Sie weiß nicht, wo er blieb;

Die jüngste Königstochter.“

Da horchte das schwarze Männlein hoch auf, aber die Prinzessin fuhr fort zu spielen und zu singen.

„Sie ist dem Wolfe nachgereist,

schnitt ab ihr Fingerglied,

Die jüngste Königstochter.

Nun ist sie da – du kennst sie nicht,

Traurig singt dir dies Lied

Die jüngste Königstochter.“

Da sprang das schwarze Männlein von seinem Sitze auf und war plötzlich ein ganz schöner junger Prinz und eilte auf sie zu und schloß sie in seine Arme.
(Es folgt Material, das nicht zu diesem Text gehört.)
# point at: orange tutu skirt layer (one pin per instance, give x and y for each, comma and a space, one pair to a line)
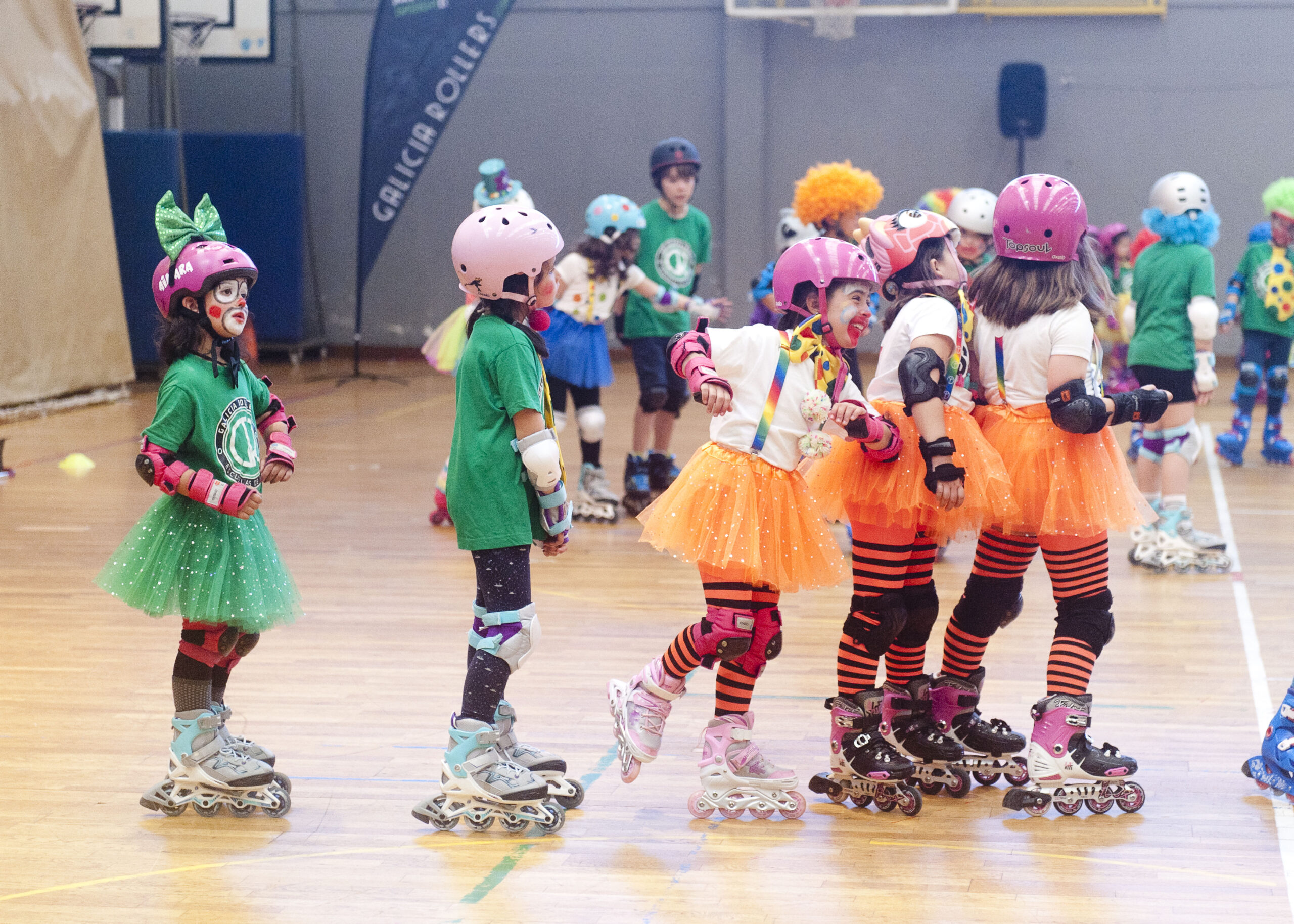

Alles war Zauber gewesen. Der Prinz war in das alte Männlein und in den weißen Wolf und in den gläsernen Berg hinein verzaubert so lange, bis eine Prinzessin, um zu ihm zu gelangen, sich’s ein Glied von ihrem kleinen Finger kosten lassen würde, wenn das aber bis zu einer gewissen Zeit nicht geschähe, so müsse er eine andre freien und ein schwarzes Männlein bleiben all sein Leben lang. Nun war der Zauber gelöst, die andre Braut verschwand, der entzauberte Prinz heiratete die Königstochter, reiste darauf mit ihr zu ihrem Vater, der sich herzlich freute, sie wiederzusehen, und lebten alle glücklich miteinander bis an ihr Ende. Sollte dieses aber nicht erfolgt sein, so ist es einigermaßen wahrscheinlich, daß sie noch heute leben.